Friday, July 26, 2024

Column: Pharm town

I know that, from a few slight implications here and there, it may seem like I’m a wake-up-in-the-gutter type drug user. In fact I am not, and I’ll use this week’s column to set the record straight. As it turns out, I use mostly legal drugs and have near-perfect grades (thank you Adderall!).

Prescription drug use is one of America’s fastest growing trends, and, from what I’ve gathered from extremely reliable news sources like Star Magazine and Fox News, it’s prevalent among high school students. First off, let me say that I do not condone this. I’m not exactly sure where these young hellions are getting these ideas. The last time I read the back of a NyQuil box, it didn’t say, “temporarily relieves common cold and flu symptoms, such as: sore throat, fever, general desire to be a bad kid and get yourself shipped off to boarding school, etc.”

Since we’re talking about NyQuil, though, let me say that my record is not unblemished. I’ve had a tumultuous love affair with those pretty green capsules since they first knocked me flat on my ass several years ago. It wasn’t any kind of hallucinatory state that I enjoyed so much, but that deep, muddled sleep that made me wake in the morning with drool on my chin and the plodding steps of a reluctant zombie bride. Wonderful. If you’re anything like me, college has you sleep deprived and longing for the slumber of the (un)dead.

But warnings of liver disease and poison control were enough to keep my guilty NyQuil munching in check. Now, if I want a heavy, drug-induced sleep I usually sniffle a bit, maybe try to force a cough, tell myself I have allergies and take a Benadryl. That usually works just as well and has me feeling slightly less guilty because, well, allergies are way easier to fake than the flu.

Bottom line: if you’re going to do drugs, stick with the illegal ones, since their little plastic pouches generally don’t come with scary warning labels. That way you can enjoy your trip in peace. Or, you can always get creative with things. Let me tell you more.

It is rumored that Ozzy Osbourne once snorted a line of ants. Phooey. I say old Ozzy should give me a call, and as long as they stay in a nicely formed queue, he and I should both do a line of crickets while listening to heavy metal at full volume. What can I say, I’m totally rock n’ roll like that – can’t be helped. Lady Gaga might say I was born this way, and I’d say, “Who’s Lady Gaga?” That’s right. Take notes, Ozzy, ‘cuz this is how it’s done (Oh, God, I really hope he’s not one of those celebrities who Googles himself every week and finds this, because I am totally bluffing).

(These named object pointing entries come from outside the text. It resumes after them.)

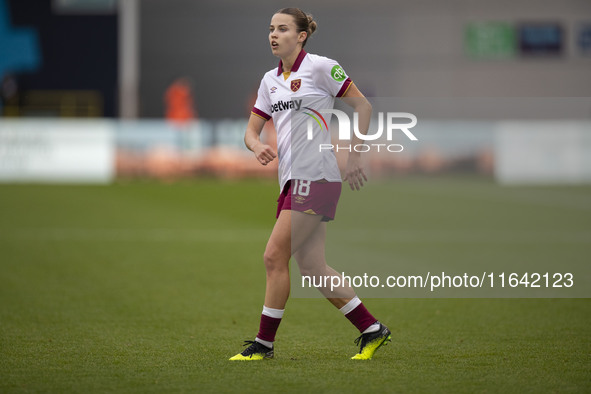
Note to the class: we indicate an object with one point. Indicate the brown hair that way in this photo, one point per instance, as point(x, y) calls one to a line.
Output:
point(304, 22)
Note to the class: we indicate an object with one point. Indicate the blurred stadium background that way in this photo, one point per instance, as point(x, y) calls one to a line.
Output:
point(124, 250)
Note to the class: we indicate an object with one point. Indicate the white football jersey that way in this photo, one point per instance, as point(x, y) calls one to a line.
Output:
point(294, 100)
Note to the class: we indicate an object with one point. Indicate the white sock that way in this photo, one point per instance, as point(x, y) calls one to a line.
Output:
point(354, 303)
point(373, 328)
point(266, 343)
point(274, 313)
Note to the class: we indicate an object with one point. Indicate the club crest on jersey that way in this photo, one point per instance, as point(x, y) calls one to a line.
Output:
point(295, 85)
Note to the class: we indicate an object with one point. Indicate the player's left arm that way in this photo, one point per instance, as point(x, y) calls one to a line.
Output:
point(354, 173)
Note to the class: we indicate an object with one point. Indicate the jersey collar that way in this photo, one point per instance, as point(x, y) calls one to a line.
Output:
point(296, 64)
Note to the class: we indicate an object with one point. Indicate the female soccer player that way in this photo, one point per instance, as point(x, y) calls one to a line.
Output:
point(300, 87)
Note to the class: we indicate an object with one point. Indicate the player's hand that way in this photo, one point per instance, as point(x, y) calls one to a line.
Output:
point(264, 153)
point(354, 173)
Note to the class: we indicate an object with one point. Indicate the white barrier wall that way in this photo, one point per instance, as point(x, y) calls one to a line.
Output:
point(56, 151)
point(53, 150)
point(549, 152)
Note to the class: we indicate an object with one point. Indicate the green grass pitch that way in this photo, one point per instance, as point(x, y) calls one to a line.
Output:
point(148, 287)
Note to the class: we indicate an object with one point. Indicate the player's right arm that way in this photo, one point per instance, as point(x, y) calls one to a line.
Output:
point(252, 138)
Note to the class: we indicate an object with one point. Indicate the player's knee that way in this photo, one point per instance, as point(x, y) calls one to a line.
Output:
point(275, 260)
point(313, 270)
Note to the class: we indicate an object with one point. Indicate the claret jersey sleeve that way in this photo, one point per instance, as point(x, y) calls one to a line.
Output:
point(262, 106)
point(330, 76)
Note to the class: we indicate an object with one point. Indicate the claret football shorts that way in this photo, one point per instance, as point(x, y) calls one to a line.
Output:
point(311, 197)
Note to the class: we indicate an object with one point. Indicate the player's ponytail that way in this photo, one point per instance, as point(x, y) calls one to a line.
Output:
point(304, 22)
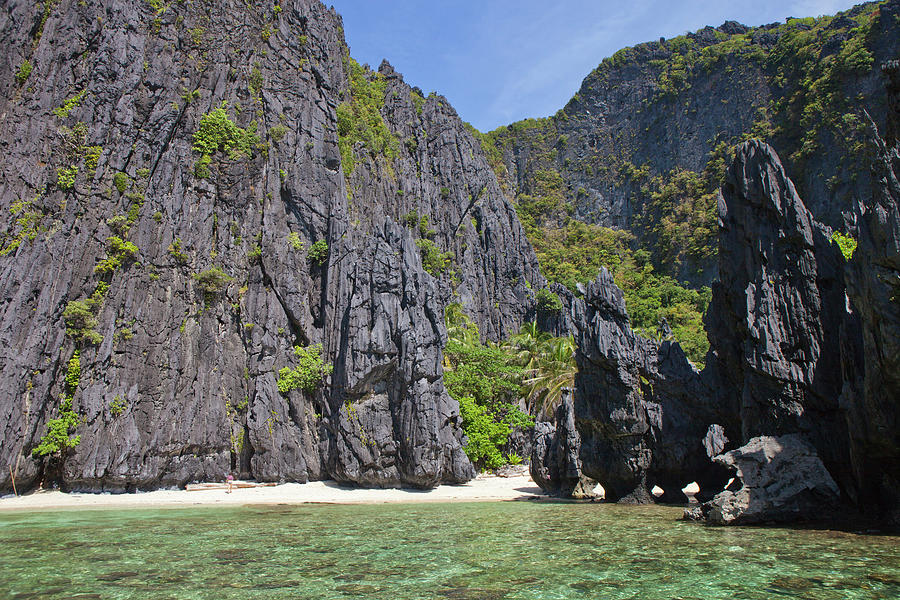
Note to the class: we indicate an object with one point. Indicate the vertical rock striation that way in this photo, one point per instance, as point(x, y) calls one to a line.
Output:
point(254, 244)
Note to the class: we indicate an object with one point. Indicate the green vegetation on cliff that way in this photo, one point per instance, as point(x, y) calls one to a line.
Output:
point(359, 120)
point(59, 439)
point(575, 252)
point(645, 143)
point(490, 380)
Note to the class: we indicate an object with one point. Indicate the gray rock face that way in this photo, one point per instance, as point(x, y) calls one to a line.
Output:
point(641, 408)
point(781, 479)
point(775, 319)
point(871, 340)
point(555, 460)
point(194, 368)
point(630, 109)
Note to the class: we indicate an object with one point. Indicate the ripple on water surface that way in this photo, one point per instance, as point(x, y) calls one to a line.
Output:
point(463, 551)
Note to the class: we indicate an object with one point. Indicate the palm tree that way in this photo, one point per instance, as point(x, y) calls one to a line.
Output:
point(554, 374)
point(549, 365)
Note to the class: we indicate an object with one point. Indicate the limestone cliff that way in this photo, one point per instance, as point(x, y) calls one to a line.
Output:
point(182, 206)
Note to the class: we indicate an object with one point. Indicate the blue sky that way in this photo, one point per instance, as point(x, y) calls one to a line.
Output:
point(499, 61)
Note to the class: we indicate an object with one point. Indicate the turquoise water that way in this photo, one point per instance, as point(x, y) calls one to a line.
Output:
point(474, 550)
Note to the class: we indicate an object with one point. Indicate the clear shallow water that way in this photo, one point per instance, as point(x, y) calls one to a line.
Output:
point(509, 550)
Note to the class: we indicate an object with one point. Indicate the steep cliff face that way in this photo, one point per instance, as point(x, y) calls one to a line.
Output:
point(642, 414)
point(184, 266)
point(871, 344)
point(645, 141)
point(775, 320)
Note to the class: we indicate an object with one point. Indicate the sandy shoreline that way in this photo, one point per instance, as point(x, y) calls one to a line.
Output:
point(482, 489)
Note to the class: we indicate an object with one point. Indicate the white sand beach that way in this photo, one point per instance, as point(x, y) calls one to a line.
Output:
point(483, 488)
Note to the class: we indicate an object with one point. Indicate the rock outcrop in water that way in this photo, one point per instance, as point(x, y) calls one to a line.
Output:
point(185, 269)
point(775, 320)
point(777, 479)
point(641, 411)
point(803, 346)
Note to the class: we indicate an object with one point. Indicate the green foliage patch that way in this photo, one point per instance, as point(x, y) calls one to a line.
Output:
point(212, 281)
point(548, 300)
point(218, 133)
point(318, 252)
point(27, 225)
point(65, 177)
point(118, 253)
point(308, 373)
point(59, 439)
point(846, 243)
point(24, 71)
point(81, 316)
point(360, 120)
point(75, 101)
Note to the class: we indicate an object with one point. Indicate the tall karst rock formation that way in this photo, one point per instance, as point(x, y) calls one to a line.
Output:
point(189, 190)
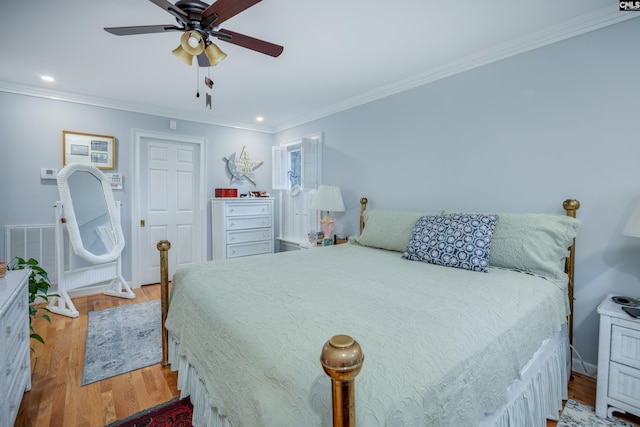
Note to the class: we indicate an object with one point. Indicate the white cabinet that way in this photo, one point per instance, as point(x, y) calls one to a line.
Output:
point(618, 386)
point(15, 365)
point(241, 227)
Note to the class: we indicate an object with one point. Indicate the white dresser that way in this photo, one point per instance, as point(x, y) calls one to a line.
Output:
point(241, 227)
point(618, 385)
point(15, 365)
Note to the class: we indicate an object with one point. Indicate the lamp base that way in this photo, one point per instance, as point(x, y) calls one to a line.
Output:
point(328, 225)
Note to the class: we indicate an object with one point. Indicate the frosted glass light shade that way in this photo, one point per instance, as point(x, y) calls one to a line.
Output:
point(632, 228)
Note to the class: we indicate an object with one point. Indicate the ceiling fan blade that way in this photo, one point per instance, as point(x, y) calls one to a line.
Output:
point(203, 61)
point(252, 43)
point(225, 9)
point(180, 14)
point(141, 29)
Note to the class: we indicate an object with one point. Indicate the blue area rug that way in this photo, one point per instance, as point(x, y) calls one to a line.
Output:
point(122, 339)
point(576, 414)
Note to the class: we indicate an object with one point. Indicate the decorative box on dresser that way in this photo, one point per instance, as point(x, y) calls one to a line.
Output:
point(15, 364)
point(241, 226)
point(618, 384)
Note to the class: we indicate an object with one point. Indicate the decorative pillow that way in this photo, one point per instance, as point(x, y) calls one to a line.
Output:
point(453, 240)
point(389, 230)
point(533, 243)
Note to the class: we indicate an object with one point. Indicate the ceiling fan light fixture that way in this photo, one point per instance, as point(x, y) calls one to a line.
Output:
point(192, 42)
point(214, 54)
point(183, 55)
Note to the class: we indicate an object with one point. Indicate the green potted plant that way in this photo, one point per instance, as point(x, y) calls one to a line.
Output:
point(39, 285)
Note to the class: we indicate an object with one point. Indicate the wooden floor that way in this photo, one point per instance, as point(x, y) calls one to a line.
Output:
point(57, 399)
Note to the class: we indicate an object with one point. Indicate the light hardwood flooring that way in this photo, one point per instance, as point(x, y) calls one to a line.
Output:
point(57, 399)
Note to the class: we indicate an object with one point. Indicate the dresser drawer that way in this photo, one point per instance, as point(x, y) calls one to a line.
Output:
point(245, 222)
point(18, 385)
point(624, 384)
point(251, 235)
point(234, 251)
point(253, 208)
point(625, 346)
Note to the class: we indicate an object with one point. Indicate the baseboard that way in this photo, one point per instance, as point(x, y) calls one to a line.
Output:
point(584, 368)
point(86, 290)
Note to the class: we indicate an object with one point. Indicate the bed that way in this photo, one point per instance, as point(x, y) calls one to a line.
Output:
point(448, 340)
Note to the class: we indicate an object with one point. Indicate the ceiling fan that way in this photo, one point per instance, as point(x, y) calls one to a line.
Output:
point(198, 21)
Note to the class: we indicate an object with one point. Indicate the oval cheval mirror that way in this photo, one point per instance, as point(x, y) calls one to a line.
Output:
point(89, 214)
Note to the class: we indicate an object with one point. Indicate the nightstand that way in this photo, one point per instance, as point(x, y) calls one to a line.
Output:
point(618, 386)
point(338, 240)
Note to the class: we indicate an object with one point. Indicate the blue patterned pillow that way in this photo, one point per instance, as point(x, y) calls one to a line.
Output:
point(453, 240)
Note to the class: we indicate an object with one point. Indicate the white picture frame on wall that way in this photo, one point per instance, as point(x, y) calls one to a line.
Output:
point(89, 149)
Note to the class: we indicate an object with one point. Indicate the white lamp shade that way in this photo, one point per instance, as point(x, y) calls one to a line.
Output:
point(632, 228)
point(328, 198)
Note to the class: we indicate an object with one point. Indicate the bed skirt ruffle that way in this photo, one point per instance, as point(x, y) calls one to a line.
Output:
point(534, 398)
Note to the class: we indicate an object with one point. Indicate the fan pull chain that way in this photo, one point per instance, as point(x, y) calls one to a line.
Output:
point(209, 83)
point(197, 80)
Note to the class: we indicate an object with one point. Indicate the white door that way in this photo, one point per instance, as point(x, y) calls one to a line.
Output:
point(170, 205)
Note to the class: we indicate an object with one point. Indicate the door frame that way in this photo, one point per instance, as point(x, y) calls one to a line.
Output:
point(138, 136)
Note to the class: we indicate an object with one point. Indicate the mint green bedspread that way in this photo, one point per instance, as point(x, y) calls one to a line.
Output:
point(441, 344)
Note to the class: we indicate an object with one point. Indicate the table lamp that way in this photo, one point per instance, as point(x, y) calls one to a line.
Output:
point(328, 198)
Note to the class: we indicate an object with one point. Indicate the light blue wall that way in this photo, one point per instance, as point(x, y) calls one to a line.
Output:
point(519, 135)
point(31, 138)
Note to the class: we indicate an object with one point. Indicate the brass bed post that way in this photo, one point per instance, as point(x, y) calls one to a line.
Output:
point(342, 359)
point(363, 206)
point(571, 206)
point(164, 246)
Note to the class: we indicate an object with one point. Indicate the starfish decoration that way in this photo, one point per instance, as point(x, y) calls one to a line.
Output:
point(242, 166)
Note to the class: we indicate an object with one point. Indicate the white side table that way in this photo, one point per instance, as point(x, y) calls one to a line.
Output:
point(618, 386)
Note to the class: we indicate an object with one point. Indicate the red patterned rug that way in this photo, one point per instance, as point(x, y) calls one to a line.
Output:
point(175, 413)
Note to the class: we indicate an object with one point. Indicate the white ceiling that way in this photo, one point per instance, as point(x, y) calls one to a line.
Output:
point(337, 53)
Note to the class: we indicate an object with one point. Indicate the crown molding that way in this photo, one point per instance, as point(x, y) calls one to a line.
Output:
point(97, 102)
point(599, 19)
point(590, 22)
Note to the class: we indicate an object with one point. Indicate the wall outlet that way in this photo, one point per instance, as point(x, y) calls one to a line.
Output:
point(48, 173)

I’d like to conclude by coming full circle and back to our under-aged delinquents who are jacking their parents’ Vicodin and Codeine simply for a buzz. TO THESE WAYWARD CHILDREN: the alcohol is probably easier to get your hands on. Hopefully, ma and pa are catching on, and you’ll be hard pressed to find those teddy bear vitamins in the house, much less anything as complex and dangerous sounding as benzodiazepines.

And finally, why dost thou reject the sweet berry mead in favor of the extra-strength Tylenol? (Okay, all this medieval lit is biting me in the ass.) But seriously, does this mean that more and more young partygoers are dipping into the medicine cabinet as opposed to the alcohol cabinet? I thought that stealing alcohol from your parents was a time-honored tradition, a sort of rite of passage, though maybe my friends and I were just bad kids. Are America’s youth flushing this tradition down the toilet? (Which is, incidentally, where all your old prescriptions should be.)

I’ll be the first to admit that I enjoy alcohol for many reasons, one of which includes feeling like a promiscuous saloon girl from the 1800s whenever I order whiskey at the bar, and I think that I’ll be perfectly content with liquid courage for the time being. And although I’m certainly in no position to preach refrain from substance usage of any kind, I will say this: I can only hope that in 20 years our children aren’t downing aloe vera jelly by the spoonful, with you and me looking fondly back to the days when things seemed so much simpler.